SPOX: Was viele nicht mehr so auf dem Schirm haben: Sie stellten damals das magische Dreieck zusammen.

Röber: Das stimmt. Einmal habe ich bei Dieter Hoeneß, der ja Manager war beim VfB, in einem Schrank eine VHS-Kassette gefunden, auf der Krassimir Balakow zu sehen war. Ich habe zu Dieter gesagt: "Da ist ein Spieler drauf, der ist so gut, wieso holst du ihn denn nicht?" Ich habe Bala dann noch einmal in Lissabon beobachtet, bevor wir ihn gekauft haben. Und Fredi Bobic hatte ich mal bei einem Spiel in Meppen gesehen, als ich noch Trainer in Essen war. Der spielte auch noch bei den Kickers vor der Haustür, wir mussten ihn holen.

SPOX: Sie kamen dann aber nicht mehr in den Genuss, Balakow, Bobic und Giovane Elber zu trainieren, weil Ihre Zeit in Stuttgart zu Ende ging. Warum?
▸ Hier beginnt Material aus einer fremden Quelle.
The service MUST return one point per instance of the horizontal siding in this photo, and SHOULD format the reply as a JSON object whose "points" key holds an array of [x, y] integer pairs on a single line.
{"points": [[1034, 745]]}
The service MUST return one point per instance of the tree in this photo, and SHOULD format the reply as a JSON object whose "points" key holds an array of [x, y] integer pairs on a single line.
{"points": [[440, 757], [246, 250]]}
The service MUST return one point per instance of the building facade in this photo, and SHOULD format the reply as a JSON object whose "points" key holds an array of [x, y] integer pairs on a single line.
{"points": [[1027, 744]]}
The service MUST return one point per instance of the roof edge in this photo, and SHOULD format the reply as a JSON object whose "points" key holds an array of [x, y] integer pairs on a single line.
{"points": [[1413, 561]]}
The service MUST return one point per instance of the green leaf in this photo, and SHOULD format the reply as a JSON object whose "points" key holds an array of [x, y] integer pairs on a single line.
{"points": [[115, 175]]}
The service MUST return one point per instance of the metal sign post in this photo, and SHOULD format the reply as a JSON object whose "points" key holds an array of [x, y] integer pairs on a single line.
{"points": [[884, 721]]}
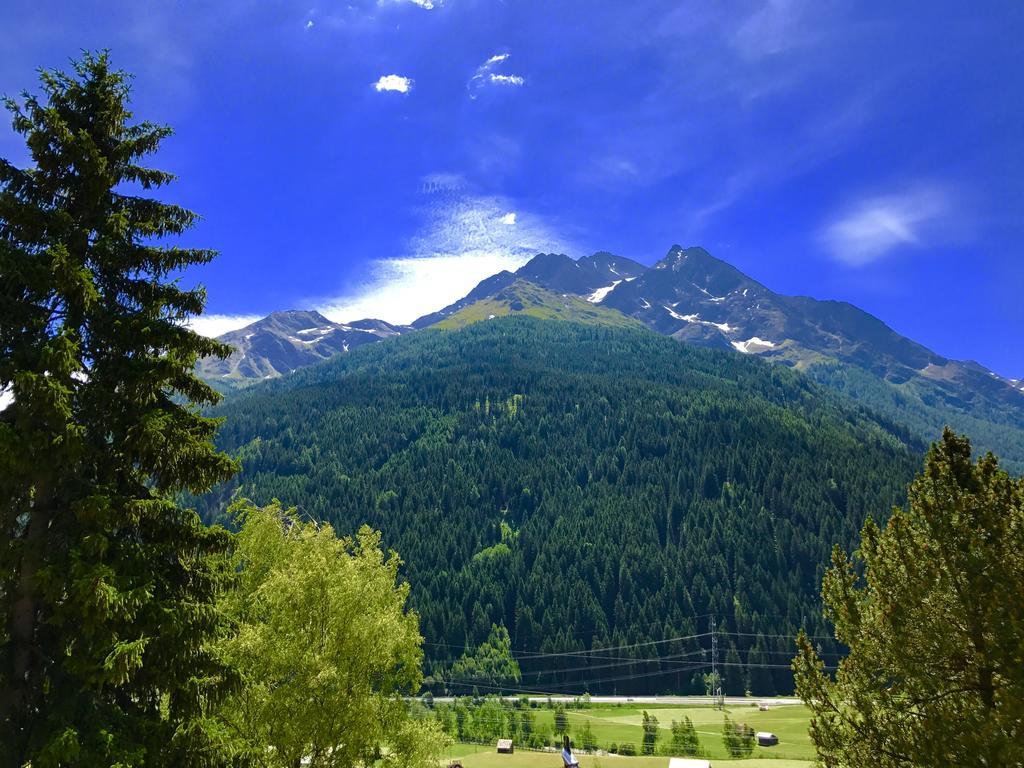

Röber: Im Endeffekt haben mir meine Probleme mit Gerhard Mayer-Vorfelder das Genick gebrochen. Ich habe mich von Anfang an nicht davor gescheut, MV die Meinung zu sagen. Nach dem Sieg in München wurde ich ins Ministerium zitiert. MV wollte unbedingt, dass wir zusammen feiern, wenn wir gewinnen. Aber ich habe ihm gesagt, dass ich das selbst entscheide. Und wenn mein bester Freund da ist, den ich sonst kaum sehe, dann will ich mit ihm essen gehen. So hatten wir sofort etwas Stress und später hat er mich dann rausgekickt. Wer kam nochmal danach?

Röber über seine Zeit mit Carlos Dunga

SPOX: Übergangsweise Jürgen Sundermann und dann Rolf Fringer.

Röber: Es hat mich schon geärgert damals, dass ich mit der Truppe, die ich zusammengestellt hatte, dann nicht mehr zusammenarbeiten konnte.

SPOX: Dennoch haben Sie in Stuttgart mit großen Stars zusammengearbeitet. Carlos Dunga fällt einem sofort ein.

Röber: Die Zeit mit Carlos werde ich nie vergessen. Ich weiß noch, wie wir im Trainingslager waren und Carlos wirklich immer hinterhergelaufen ist. Ich war ja ein Fitness-Freak und habe ihm gesagt: "Carlos, wenn du weiter hinterherläufst, dann spielst du nicht. Es ist mir völlig egal, ob du wieder in die Selecao willst, so spielst du nicht." Ich habe ihn gequält, er hat eine überragende Rückrunde gespielt und dann Brasilien in den USA als Kapitän zum WM-Titel geführt. Als er nach seiner VfB-Zeit in Japan spielte, rief er mich an: "Trainer, ich laufe immer noch." Solche Erlebnisse sind die schönsten.